Does M2-driven plasma cell differentiation play a role in MHV68 reactivation from latently infected M12 B lymphoma cells (see Fig. 1)? We hypothesized that the role of M2 in facilitating TPA reactivation of the latently infected M12 B cell lines could reflect TPA induction of M2 expression, leading to sufficient levels of M2 protein to drive plasma cell differentiation and virus reactivation. This would be consistent with our observation that ectopic expression of M2 alone is sufficient to drive MHV68 reactivation from either wt or M2.Stop infected M12 B cell lines (see Fig. 1D). We have attempted to assess this following TPA stimulation of wild type MHV68 infected M12 cells and have been unable to document any hallmarks of plasma cell differentiation, with the exception of a modest increase in the levels of secreted IgG (XL and SHS, unpublished data). This could reflect insufficient sensitivity of the assays employed – the increased levels of secreted IgG would be consistent with this interpretation, suggesting that a small percentage of cells in the culture differentiate to plasma cells, secrete IgG and then perhaps rapidly disappear due to virus induced cytopathic effect. Alternatively, these results may point to an independent function of M2 that is also involved in promoting virus reactivation from latently infected B cells under some conditions. With respect to the latter possibility, it is clear that plasma cell differentiation is not the only pathway for gammaherpesvirus reactivation from latently infected B cells – other stimuli such as DNA damage can also trigger MHV68 reactivation [38]. A role for M2 in these responses remains to be determined.

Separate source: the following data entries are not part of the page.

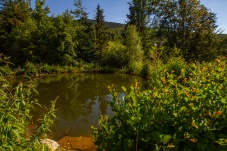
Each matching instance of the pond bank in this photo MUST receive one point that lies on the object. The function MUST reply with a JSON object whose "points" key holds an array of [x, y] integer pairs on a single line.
{"points": [[77, 143]]}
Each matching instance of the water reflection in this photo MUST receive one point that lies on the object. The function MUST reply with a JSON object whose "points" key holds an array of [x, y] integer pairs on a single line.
{"points": [[82, 98]]}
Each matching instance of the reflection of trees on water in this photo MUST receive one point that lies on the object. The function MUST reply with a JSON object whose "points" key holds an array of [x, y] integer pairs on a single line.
{"points": [[78, 93]]}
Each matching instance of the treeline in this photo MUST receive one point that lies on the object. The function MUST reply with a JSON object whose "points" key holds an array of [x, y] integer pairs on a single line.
{"points": [[155, 29]]}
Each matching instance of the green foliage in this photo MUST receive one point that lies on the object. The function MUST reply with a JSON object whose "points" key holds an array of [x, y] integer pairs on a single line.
{"points": [[115, 55], [17, 131], [187, 114], [30, 69], [146, 71], [194, 36], [176, 65], [133, 44]]}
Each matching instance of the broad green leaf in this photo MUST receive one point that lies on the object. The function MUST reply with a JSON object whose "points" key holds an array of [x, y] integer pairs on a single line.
{"points": [[166, 139]]}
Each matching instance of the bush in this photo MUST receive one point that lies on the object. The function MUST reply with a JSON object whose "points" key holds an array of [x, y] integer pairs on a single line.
{"points": [[175, 65], [30, 69], [5, 70], [16, 131], [170, 116]]}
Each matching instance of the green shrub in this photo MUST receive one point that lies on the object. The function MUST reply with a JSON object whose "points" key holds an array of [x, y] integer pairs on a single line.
{"points": [[45, 68], [16, 131], [190, 115], [175, 65], [146, 70], [5, 70], [30, 69]]}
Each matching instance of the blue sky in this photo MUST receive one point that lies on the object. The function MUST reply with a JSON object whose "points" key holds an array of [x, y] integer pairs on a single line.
{"points": [[116, 10]]}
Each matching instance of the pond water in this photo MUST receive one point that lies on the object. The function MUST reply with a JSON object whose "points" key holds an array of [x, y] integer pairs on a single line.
{"points": [[82, 98]]}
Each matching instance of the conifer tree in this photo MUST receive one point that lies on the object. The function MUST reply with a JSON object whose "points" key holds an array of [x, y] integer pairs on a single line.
{"points": [[100, 31], [12, 14]]}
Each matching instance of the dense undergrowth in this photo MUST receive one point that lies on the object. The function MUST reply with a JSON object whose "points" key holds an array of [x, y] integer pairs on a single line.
{"points": [[17, 131], [184, 109]]}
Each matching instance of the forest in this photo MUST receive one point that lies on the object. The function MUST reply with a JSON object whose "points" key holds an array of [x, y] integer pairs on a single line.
{"points": [[175, 45]]}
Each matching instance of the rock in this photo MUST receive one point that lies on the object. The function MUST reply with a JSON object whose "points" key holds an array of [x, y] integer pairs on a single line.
{"points": [[77, 143], [53, 146]]}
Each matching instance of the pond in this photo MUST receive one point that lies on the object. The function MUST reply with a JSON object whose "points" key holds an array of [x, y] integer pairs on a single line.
{"points": [[81, 99]]}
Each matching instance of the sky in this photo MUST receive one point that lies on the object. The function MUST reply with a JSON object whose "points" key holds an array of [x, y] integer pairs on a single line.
{"points": [[116, 10]]}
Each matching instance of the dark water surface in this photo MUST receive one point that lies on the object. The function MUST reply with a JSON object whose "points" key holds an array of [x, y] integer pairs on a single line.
{"points": [[82, 98]]}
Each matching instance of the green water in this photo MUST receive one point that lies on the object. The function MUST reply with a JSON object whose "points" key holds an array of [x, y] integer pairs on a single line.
{"points": [[82, 98]]}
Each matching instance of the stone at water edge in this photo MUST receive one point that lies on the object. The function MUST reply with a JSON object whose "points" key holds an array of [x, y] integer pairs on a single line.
{"points": [[53, 146]]}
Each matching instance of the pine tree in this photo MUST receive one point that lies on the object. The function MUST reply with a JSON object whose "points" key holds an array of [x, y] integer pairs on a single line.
{"points": [[189, 26], [100, 31], [12, 15]]}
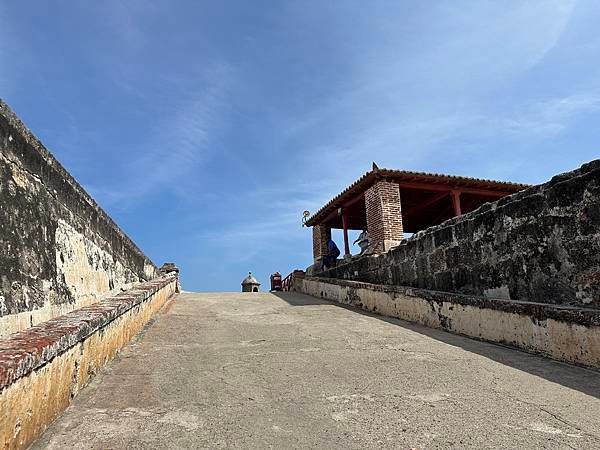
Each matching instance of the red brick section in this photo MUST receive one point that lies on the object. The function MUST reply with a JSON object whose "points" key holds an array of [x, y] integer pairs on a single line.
{"points": [[321, 235], [384, 218], [25, 351]]}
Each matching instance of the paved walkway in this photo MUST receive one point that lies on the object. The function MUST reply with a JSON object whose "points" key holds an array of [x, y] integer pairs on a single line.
{"points": [[260, 370]]}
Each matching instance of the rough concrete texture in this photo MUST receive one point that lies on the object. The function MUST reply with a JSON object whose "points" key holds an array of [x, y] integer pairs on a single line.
{"points": [[541, 244], [291, 371], [569, 334], [59, 250], [43, 368]]}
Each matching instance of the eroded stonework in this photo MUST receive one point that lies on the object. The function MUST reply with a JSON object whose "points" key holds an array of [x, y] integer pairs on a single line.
{"points": [[58, 249], [541, 244]]}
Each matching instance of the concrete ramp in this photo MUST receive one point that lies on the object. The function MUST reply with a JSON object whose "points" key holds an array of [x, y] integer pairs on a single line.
{"points": [[262, 370]]}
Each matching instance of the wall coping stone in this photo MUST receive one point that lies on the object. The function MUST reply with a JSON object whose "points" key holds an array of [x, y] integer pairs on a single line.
{"points": [[538, 311], [24, 351]]}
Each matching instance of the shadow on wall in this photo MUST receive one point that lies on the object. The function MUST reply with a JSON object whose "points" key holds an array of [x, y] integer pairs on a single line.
{"points": [[579, 378], [297, 299]]}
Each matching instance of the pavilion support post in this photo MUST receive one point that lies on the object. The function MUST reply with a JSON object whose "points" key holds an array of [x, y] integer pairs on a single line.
{"points": [[456, 203], [384, 216], [321, 235], [346, 242]]}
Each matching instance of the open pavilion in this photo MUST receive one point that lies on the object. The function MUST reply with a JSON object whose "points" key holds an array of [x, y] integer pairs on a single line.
{"points": [[389, 202]]}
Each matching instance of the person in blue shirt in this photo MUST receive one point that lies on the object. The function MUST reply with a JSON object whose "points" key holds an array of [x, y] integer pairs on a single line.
{"points": [[332, 253]]}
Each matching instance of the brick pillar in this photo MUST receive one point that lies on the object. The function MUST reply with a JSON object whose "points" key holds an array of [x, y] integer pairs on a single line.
{"points": [[321, 234], [384, 218]]}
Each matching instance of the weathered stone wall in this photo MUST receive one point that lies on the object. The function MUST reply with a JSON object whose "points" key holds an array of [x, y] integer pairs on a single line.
{"points": [[541, 244], [58, 249], [569, 334], [44, 367]]}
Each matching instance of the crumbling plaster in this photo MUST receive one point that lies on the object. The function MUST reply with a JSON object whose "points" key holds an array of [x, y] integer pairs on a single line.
{"points": [[59, 250]]}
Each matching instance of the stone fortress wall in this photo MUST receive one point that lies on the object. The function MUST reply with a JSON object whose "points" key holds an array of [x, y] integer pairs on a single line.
{"points": [[539, 245], [58, 249]]}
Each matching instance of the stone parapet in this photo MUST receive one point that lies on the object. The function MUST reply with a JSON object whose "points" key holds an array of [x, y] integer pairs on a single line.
{"points": [[538, 245], [569, 334], [42, 368], [60, 251]]}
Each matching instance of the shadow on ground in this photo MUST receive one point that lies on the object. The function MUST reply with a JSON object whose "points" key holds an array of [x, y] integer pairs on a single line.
{"points": [[575, 377]]}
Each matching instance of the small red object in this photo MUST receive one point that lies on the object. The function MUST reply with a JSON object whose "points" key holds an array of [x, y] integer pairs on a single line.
{"points": [[276, 282]]}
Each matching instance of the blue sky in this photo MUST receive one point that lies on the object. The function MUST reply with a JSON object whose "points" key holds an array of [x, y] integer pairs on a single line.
{"points": [[205, 128]]}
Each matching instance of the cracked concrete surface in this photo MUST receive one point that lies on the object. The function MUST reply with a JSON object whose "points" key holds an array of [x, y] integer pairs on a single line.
{"points": [[288, 370]]}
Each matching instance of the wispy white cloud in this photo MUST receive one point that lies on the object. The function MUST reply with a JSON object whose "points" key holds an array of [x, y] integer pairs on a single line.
{"points": [[180, 145]]}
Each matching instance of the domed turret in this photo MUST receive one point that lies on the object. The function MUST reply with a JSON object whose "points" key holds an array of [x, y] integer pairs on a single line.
{"points": [[250, 284]]}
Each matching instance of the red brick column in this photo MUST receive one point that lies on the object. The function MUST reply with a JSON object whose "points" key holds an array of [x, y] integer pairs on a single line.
{"points": [[321, 235], [384, 218]]}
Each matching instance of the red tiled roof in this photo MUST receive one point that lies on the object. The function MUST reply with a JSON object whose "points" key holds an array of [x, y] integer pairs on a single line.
{"points": [[368, 179]]}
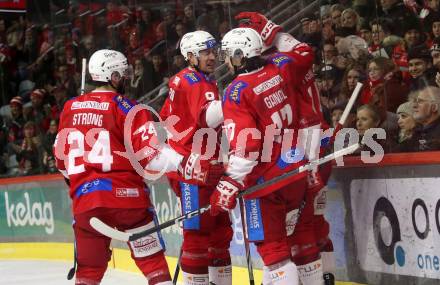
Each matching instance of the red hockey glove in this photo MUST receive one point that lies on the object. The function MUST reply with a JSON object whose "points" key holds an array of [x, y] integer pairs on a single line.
{"points": [[224, 197], [266, 28], [206, 172]]}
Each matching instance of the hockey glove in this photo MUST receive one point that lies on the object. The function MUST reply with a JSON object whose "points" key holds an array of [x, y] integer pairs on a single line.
{"points": [[224, 197], [266, 28], [201, 171], [314, 181]]}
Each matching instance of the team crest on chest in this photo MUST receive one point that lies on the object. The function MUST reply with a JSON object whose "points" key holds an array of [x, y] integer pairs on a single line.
{"points": [[233, 92]]}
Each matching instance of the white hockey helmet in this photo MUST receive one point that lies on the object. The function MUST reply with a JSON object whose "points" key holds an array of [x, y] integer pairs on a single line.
{"points": [[242, 41], [104, 62], [194, 42]]}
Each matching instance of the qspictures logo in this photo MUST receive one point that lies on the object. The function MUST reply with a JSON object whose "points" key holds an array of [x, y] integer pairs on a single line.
{"points": [[397, 226]]}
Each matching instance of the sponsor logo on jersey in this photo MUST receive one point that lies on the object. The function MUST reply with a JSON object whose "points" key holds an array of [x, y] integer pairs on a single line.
{"points": [[103, 106], [176, 80], [127, 192], [268, 84], [98, 184], [192, 78], [254, 221], [233, 92], [281, 59], [123, 103]]}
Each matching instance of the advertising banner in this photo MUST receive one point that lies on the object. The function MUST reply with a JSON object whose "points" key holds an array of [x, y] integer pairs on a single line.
{"points": [[396, 225], [35, 211], [12, 5]]}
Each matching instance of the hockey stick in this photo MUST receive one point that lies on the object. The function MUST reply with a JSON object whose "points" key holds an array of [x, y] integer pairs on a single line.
{"points": [[83, 76], [177, 270], [106, 230], [246, 243], [73, 269]]}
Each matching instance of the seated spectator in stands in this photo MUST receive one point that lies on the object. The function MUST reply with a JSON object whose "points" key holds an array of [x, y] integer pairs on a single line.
{"points": [[16, 123], [47, 146], [29, 155], [159, 68], [139, 84], [383, 71], [311, 31], [435, 54], [426, 113], [328, 85], [367, 117], [329, 53], [420, 67], [398, 13], [365, 33], [65, 81], [406, 125], [381, 45], [350, 20], [384, 102], [336, 11], [38, 112], [413, 37], [352, 75]]}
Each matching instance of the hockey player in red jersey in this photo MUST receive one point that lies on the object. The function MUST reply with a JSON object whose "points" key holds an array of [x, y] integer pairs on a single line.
{"points": [[193, 99], [312, 121], [105, 181], [260, 109]]}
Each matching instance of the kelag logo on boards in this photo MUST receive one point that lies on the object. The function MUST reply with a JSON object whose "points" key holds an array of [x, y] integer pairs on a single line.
{"points": [[388, 247], [25, 212], [396, 224]]}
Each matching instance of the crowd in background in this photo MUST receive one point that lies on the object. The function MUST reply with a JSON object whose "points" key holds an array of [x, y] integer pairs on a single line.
{"points": [[391, 46]]}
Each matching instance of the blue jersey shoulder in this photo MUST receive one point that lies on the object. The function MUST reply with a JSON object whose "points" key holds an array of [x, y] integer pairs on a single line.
{"points": [[234, 90], [123, 103], [192, 78], [281, 59]]}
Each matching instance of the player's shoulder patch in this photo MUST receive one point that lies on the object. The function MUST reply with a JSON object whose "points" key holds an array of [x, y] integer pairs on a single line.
{"points": [[234, 90], [176, 80], [123, 103], [192, 78], [281, 59]]}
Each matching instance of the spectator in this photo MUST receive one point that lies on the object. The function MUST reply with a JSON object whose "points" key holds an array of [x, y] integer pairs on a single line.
{"points": [[367, 116], [350, 20], [406, 125], [328, 86], [139, 84], [38, 112], [352, 76], [435, 54], [396, 12], [427, 113], [420, 67], [383, 71], [336, 12], [65, 81], [29, 155], [47, 146]]}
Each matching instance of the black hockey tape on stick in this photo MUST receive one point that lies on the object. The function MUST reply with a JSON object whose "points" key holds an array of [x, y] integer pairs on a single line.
{"points": [[106, 230]]}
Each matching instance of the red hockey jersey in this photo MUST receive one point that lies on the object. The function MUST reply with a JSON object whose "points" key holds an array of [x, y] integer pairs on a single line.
{"points": [[267, 100], [91, 133], [190, 93]]}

It is notable that loss of M2 leads to alterations in immunoglobulin isotype switching in infected B cells (see Fig. 3E and 3F). These results are consistent with our previous observation that M2 null mutants exhibited a significantly slower decay in naïve B cells (CD19+/IgD+) compared to wild type MHV68 [18], suggesting that M2 is involved in driving the differentiation of naïve B cells. Similarly, Simas and colleagues noted that the absence of M2 led to a prolonged persistence of virus infected B cells in germinal centers [22]. Taken together, these data implicate a role for M2 in facilitating B cell differentiation through the germinal center reaction and perhaps directly impacting immunoglobulin isotype switching. Among the genes that were upregulated upon expression of M2 in the BCL-1 B lymphoma cell line was the cellular transcription factor IRF4 (Fig. 6C, and unpublished data), which has been shown to be required for both isotype switching as well as plasma cell differentiation [2]. As such, it is possible that M2 modulation of the levels of IRF4 may account for the apparently distinct roles of M2 in immunoglobulin isotype switching and plasma cell differentiation. This will require further investigation to identify the relevant cellular pathways that are manipulated by M2.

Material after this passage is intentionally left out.